Figure 6.

Loss of Δψ promotes CHCHD2/10 heterodimerization, and CHCHD2/10 with disease-causing mutations readily incorporate into heterodimers. (A) Lysates from HeLa cells treated with DMSO or CCCP (10μM) for 24 h immunoblotted for CHCHD2 and CHCHD10. (B) Line scan of immunoblot in (A). (C) Lysates from CHCHD2/10 DKO HEK293 cells co-transfected with the indicated CHCHD2 and CHCHD10 WT or missense mutation-containing cDNAs were treated with DSG (5mM). In control experiments (lanes 1–2), CHCHD2 or CHCHD10 was co-transfected with YFP cDNA. (D) Quantification of experiment described in (C). Intensity of CHCHD10 antibody signal was determined by line-scanning in three biological replicates. The percent dimer represented the ratio of the peak corresponding to the dimer divided by the sum of the dimer and monomer peaks. One-way analysis of variance (ANOVA) followed by Tukey’s multiple comparisons test was used to determine statistical significance. ‘n.s.’, not significant; ‘^****’, P-value < 0.0001; and ‘^***, P-value = 0.0001. (E) Lysates from HeLa cells stably expressing CHCHD2 WT-Flag (C2 WT) and treated with CCCP or DMSO overnight were immunocaptured with anti-Flag beads, followed by immunoblotting (IB) with CHCHD2 (top) and CHCHD10 (bottom) antibodies.

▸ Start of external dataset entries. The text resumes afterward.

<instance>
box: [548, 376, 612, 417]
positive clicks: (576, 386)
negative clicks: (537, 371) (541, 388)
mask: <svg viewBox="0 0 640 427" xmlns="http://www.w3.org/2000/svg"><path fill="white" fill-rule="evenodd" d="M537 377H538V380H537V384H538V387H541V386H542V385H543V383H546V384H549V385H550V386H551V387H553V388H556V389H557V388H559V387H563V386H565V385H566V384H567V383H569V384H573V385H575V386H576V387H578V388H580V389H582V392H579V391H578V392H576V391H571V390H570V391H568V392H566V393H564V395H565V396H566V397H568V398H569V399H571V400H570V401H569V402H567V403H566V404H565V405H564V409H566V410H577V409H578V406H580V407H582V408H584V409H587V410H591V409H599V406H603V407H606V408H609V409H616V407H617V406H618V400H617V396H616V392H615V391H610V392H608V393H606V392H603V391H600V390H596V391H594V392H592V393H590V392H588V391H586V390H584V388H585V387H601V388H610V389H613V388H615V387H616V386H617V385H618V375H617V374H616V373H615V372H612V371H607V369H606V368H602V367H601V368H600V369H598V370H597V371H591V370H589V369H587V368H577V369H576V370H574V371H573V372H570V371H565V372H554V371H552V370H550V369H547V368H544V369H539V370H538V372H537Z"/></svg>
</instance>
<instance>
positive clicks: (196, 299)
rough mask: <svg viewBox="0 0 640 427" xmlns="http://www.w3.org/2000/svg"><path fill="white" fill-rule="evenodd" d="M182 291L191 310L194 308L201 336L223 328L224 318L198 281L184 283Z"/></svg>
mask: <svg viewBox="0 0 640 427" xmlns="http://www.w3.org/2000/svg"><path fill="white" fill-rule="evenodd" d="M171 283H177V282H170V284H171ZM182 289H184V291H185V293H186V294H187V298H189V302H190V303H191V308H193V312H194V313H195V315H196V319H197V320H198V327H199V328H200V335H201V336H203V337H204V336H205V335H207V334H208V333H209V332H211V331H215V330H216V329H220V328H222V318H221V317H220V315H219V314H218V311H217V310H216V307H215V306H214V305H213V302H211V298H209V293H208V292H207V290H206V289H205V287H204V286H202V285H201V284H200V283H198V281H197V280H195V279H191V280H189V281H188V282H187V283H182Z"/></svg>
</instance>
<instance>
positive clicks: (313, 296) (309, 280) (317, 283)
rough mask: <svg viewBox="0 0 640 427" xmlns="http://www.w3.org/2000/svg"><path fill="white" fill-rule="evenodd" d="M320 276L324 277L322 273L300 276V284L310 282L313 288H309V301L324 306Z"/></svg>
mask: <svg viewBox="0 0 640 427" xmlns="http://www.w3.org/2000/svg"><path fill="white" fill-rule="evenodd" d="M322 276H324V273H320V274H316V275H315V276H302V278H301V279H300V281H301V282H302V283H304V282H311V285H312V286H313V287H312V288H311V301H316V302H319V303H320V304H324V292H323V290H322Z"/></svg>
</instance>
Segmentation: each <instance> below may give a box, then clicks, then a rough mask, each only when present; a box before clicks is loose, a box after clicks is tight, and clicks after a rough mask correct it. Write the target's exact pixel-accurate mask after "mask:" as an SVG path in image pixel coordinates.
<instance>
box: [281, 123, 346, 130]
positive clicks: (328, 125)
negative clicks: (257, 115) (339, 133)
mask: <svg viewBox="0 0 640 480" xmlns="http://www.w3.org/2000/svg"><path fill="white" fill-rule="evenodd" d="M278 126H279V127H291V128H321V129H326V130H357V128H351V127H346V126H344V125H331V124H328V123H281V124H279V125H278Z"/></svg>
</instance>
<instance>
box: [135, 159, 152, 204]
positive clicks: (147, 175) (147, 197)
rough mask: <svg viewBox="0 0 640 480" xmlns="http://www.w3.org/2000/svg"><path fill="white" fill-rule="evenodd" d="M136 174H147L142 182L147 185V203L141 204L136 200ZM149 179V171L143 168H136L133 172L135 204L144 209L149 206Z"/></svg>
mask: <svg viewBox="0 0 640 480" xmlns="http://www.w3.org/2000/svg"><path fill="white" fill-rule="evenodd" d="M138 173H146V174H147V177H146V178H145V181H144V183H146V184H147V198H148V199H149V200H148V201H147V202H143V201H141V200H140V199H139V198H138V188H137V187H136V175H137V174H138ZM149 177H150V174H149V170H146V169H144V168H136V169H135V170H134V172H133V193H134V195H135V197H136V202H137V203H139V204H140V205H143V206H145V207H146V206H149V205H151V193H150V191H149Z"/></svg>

Experiment was performed >= 3 times on at least two separate occasions with similar results. (F) Representative images from normal human substantia nigra pars compacta (SNpc) stained with hematoxylin and eosin (left panel), CHCHD2 antibody (middle panel) and CHCHD10 antibody (right panel). CHCHD2 and CHCHD10 stain are lighter brown than the neuromelanin pigment (arrows) characteristic of dopaminergic neurons in the adult human SNpc. Representative images of SNpc from a DLB case co-immunostained for CHCHD2 (brown) and α-synuclein (red) (left panel) or CHCHD10 (brown) and α-synuclein (red) (right panel). Arrows indicate characteristic brainstem Lewy bodies.